The key is not to simply get the medical information to the population in an effort to dispel all myths, says Esparza. Instead, many widely held beliefs can be used to promote sound medical advice. “You’re not going to change people overnight,” she says. “What you can do is integrate information.” If a person relies on their community to make decisions, the medical team can use that support system to ensure adherence to a medical directive. If a person relies on prayer for medical healing, encourage that practice in addition to clinical treatment. “Start correcting what is wrong and fold it in together with what they are doing right,” Esparza says. “If we can blend these things and blend them well, we are providing the patient the best service.”
Experts agree that the most critical key to dispelling myths is a trusting doctor-patient relationship. “Once the vast majority of cancer patients are under the care of a qualified cancer specialist who takes time to explain the disease, their beliefs in myths will not persist,” says Dr. Gansler. Adds Dr. Moynihan: “We have to treat each person well, so that person will bring that trusted word back to their community. That’s the long-term fix. In the short-term, we have to establish trust.”

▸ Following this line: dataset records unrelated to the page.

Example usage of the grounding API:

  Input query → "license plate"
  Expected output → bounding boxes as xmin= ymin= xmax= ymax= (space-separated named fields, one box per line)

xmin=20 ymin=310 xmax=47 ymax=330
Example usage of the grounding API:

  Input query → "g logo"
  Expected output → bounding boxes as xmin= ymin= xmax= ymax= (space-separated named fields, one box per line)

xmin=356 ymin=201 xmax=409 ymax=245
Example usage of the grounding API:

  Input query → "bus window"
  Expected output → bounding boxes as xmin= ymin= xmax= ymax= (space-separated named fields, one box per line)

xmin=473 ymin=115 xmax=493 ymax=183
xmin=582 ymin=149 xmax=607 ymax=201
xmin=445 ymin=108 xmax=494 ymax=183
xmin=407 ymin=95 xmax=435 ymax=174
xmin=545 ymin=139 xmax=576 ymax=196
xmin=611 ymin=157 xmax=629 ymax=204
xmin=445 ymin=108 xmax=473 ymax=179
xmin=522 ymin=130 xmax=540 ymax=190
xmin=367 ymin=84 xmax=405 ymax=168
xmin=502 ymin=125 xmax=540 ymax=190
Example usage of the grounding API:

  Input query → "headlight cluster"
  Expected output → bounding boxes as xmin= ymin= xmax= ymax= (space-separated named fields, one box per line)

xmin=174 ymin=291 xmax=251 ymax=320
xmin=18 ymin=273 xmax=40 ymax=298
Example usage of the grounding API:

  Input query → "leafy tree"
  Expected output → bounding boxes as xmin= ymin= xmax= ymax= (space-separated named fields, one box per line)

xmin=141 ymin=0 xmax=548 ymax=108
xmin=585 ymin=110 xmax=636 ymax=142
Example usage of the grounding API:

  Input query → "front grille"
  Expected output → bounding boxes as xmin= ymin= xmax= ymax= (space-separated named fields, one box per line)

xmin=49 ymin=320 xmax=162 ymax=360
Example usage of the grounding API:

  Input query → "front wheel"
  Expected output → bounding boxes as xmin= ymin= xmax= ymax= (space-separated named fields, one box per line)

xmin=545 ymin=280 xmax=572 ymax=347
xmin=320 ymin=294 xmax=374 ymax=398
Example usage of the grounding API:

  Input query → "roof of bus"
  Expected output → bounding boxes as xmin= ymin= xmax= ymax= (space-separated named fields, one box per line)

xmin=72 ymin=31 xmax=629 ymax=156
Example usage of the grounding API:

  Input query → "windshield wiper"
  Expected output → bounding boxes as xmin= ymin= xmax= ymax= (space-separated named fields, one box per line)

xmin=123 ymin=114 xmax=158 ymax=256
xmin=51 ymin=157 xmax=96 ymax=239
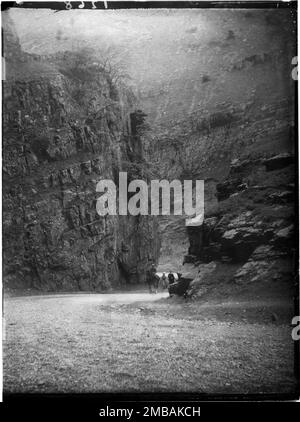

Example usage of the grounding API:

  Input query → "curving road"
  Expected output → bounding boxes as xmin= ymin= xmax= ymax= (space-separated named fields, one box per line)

xmin=4 ymin=292 xmax=295 ymax=394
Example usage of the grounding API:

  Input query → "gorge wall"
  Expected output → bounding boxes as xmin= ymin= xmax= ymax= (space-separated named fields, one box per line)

xmin=2 ymin=12 xmax=159 ymax=291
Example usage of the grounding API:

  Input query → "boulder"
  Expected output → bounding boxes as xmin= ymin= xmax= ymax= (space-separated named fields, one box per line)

xmin=263 ymin=153 xmax=294 ymax=171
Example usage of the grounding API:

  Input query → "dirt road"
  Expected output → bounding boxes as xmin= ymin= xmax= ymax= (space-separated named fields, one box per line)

xmin=4 ymin=293 xmax=295 ymax=394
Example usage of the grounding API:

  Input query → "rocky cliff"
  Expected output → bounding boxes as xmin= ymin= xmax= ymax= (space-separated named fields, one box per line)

xmin=3 ymin=12 xmax=159 ymax=290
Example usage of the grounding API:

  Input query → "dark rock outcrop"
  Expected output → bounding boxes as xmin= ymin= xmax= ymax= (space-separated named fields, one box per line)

xmin=3 ymin=15 xmax=159 ymax=290
xmin=185 ymin=154 xmax=296 ymax=295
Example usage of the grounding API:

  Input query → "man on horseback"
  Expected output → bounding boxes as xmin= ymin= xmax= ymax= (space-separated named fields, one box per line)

xmin=146 ymin=263 xmax=159 ymax=293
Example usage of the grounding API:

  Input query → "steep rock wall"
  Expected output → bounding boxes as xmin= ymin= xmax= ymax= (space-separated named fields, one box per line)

As for Patterson, she turned a negative situation into a positive. Women in her community often approach her with questions about their own cancer, including her younger sister Andrea Williams, who found a lump in her own breast at age 30—an age she would have thought was too young to be vulnerable to cancer if it were not for her sister. Patterson urged Williams to get a mammogram and early treatment once breast cancer was confirmed. “My experience was different than my sister’s,” says Williams, who is now in remission. “If it weren’t for my sister educating me, I wouldn’t have known what to do.”